Mamie Peace, 94, of Berwyn, a nurse who was the first African American nursing director in the operating rooms at Thomas Jefferson University Hospital, died Friday, April 21, of respiratory failure at her home.
The driving forces behind Mrs. Peace’s life were her Christian faith, the importance of education, and compassion for others.
An elegant, articulate, forceful person, Mrs. Peace understood how to be a caregiver and a leader. When those qualities were called for, she stepped forward, even when the times were not welcoming to African Americans and women.
“She was my idol. She put her head down and pushed through it,” said daughter Lynnell, a lawyer.
In 1947, Mrs. Peace joined the operating room staff at Goldwater Memorial Hospital on Welfare Island in New York City, a chronic care facility for the poor.
In 1953, she became an operating room nursing supervisor and clinical instructor at Hubbard Hospital, affiliated with Meharry Medical College in Nashville. The college is one of the nation’s oldest historically black academic health centers.
But it was in the mid-1950s, when Mrs. Peace came to Jefferson, that she made her most lasting mark.
Mrs. Peace rose from operating room nurse to a member of the faculty of Jefferson Medical College. She was assistant nursing supervisor of the operating room; then supervisor and acting director; and, finally, in 1968, the first black director of the hospital’s operating-room nurses.
“Mrs. Peace was passionate about her career as a nurse, and advanced her profession at a time when many women and African Americans were not always afforded the same opportunities,” said Rich Webster, Jefferson hospitals president, and Mary Ann McGinley, a senior vice president and chief nursing officer.
“She was a role model at Jefferson and to many because of her determination and will to succeed," Webster said. "Her legacy is one that is respected, and one that will be remembered here for many years.”
In 1987, Mrs. Peace retired to care for her mother. This February, the hospital held a reception recognizing her contributions. Seated in a wheelchair, she greeted a room packed with well-wishers.
Mrs. Peace was awarded a 1965 citation from the Chapel of Four Chaplains, and at various times received citations from the mayor of Philadelphia and City Council for exceptional service.
While in New York, Mrs. Peace became a member of the Association of periOperative Registered Nurses. She stayed active in the group, which represents nurses in the operating room. Later, she headed the association’s Philadelphia chapter.
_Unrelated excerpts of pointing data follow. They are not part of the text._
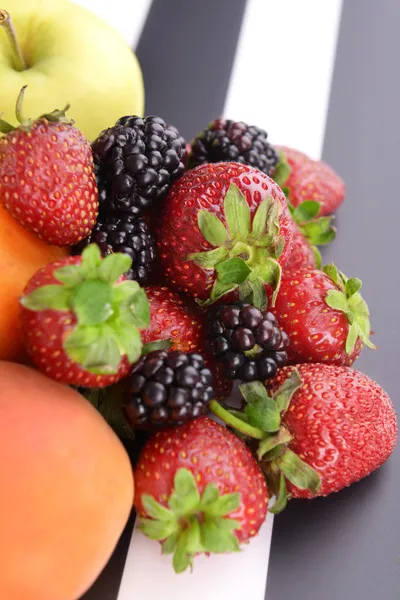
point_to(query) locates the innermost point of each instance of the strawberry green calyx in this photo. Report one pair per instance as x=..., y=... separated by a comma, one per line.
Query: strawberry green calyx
x=317, y=230
x=192, y=523
x=56, y=116
x=282, y=170
x=261, y=420
x=245, y=253
x=108, y=313
x=348, y=300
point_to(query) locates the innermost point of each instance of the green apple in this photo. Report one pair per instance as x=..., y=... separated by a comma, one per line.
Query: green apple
x=67, y=55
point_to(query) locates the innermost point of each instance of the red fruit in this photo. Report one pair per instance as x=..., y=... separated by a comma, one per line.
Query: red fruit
x=198, y=253
x=81, y=319
x=324, y=316
x=214, y=490
x=342, y=424
x=171, y=318
x=47, y=179
x=302, y=254
x=312, y=180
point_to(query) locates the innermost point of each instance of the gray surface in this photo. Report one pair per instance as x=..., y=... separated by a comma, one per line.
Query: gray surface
x=347, y=546
x=186, y=51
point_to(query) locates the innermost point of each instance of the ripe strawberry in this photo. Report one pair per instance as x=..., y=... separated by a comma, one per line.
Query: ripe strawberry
x=310, y=231
x=310, y=179
x=224, y=226
x=200, y=490
x=302, y=254
x=47, y=179
x=81, y=319
x=324, y=316
x=172, y=319
x=320, y=428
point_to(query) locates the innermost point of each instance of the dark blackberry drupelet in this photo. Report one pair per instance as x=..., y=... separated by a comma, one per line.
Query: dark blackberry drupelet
x=248, y=343
x=167, y=388
x=225, y=140
x=135, y=163
x=128, y=235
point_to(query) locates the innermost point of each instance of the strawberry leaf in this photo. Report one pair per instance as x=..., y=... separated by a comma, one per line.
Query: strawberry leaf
x=212, y=229
x=352, y=286
x=282, y=497
x=260, y=218
x=237, y=213
x=298, y=472
x=232, y=271
x=48, y=297
x=306, y=211
x=92, y=302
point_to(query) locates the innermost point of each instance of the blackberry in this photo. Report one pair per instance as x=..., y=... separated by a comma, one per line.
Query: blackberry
x=225, y=140
x=128, y=235
x=248, y=343
x=167, y=388
x=135, y=163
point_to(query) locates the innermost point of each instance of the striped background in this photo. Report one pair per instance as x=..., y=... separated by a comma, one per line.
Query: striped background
x=322, y=77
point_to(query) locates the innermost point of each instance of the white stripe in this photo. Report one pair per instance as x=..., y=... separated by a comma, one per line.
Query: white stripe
x=283, y=70
x=280, y=81
x=127, y=17
x=149, y=576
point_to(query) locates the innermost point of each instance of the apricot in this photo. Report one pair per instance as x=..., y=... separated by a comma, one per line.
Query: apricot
x=21, y=255
x=66, y=488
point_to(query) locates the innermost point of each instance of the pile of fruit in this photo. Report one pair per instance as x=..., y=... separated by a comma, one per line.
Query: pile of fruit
x=142, y=277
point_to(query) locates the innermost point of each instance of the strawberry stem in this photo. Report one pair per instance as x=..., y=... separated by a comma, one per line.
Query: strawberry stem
x=8, y=26
x=229, y=419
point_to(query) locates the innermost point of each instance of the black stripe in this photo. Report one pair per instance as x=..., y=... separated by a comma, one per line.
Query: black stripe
x=186, y=51
x=347, y=546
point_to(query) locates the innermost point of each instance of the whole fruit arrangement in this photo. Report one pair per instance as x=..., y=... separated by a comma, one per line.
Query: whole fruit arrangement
x=59, y=64
x=59, y=460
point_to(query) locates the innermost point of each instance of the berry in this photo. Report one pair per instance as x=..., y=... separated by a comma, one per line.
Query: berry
x=248, y=343
x=198, y=253
x=324, y=316
x=311, y=180
x=302, y=255
x=199, y=482
x=167, y=388
x=319, y=428
x=136, y=162
x=226, y=140
x=81, y=319
x=171, y=318
x=341, y=422
x=47, y=180
x=128, y=235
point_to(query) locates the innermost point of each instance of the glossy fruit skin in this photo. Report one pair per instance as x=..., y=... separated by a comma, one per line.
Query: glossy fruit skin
x=66, y=488
x=45, y=331
x=213, y=455
x=204, y=187
x=171, y=317
x=317, y=332
x=21, y=255
x=302, y=254
x=47, y=181
x=313, y=180
x=343, y=424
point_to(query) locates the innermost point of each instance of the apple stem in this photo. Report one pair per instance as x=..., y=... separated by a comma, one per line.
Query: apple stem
x=8, y=25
Born in Frogmore, S.C., Mrs. Peace moved to Philadelphia, where she graduated from William Penn High School for Girls. She earned a nursing degree from New York University’s Bellevue School of Nursing in 1947. She completed a bachelor of science degree in professional arts from St. Joseph’s College in Windham, Maine, and received a certificate in personnel management from Pennsylvania State University.
In 1961, she married the Rev. Lee E. Peace. The couple had two daughters. Her husband died in 2009.
Mrs. Peace was a member of Saints Memorial Baptist Church in Bryn Mawr. Known as “Mom Peace,” she taught adult Sunday school and vacation Bible school, and volunteered with the pastor’s aid ministry.
Besides her daughter, Mrs. Peace is survived by a daughter, Carmella Holloway; six grandchildren; and seven great-grandchildren.
Services were Monday, May 1.
Donations may be made to Saints Memorial Baptist Church, 47 S. Warner Ave., Bryn Mawr, Pa. 19010.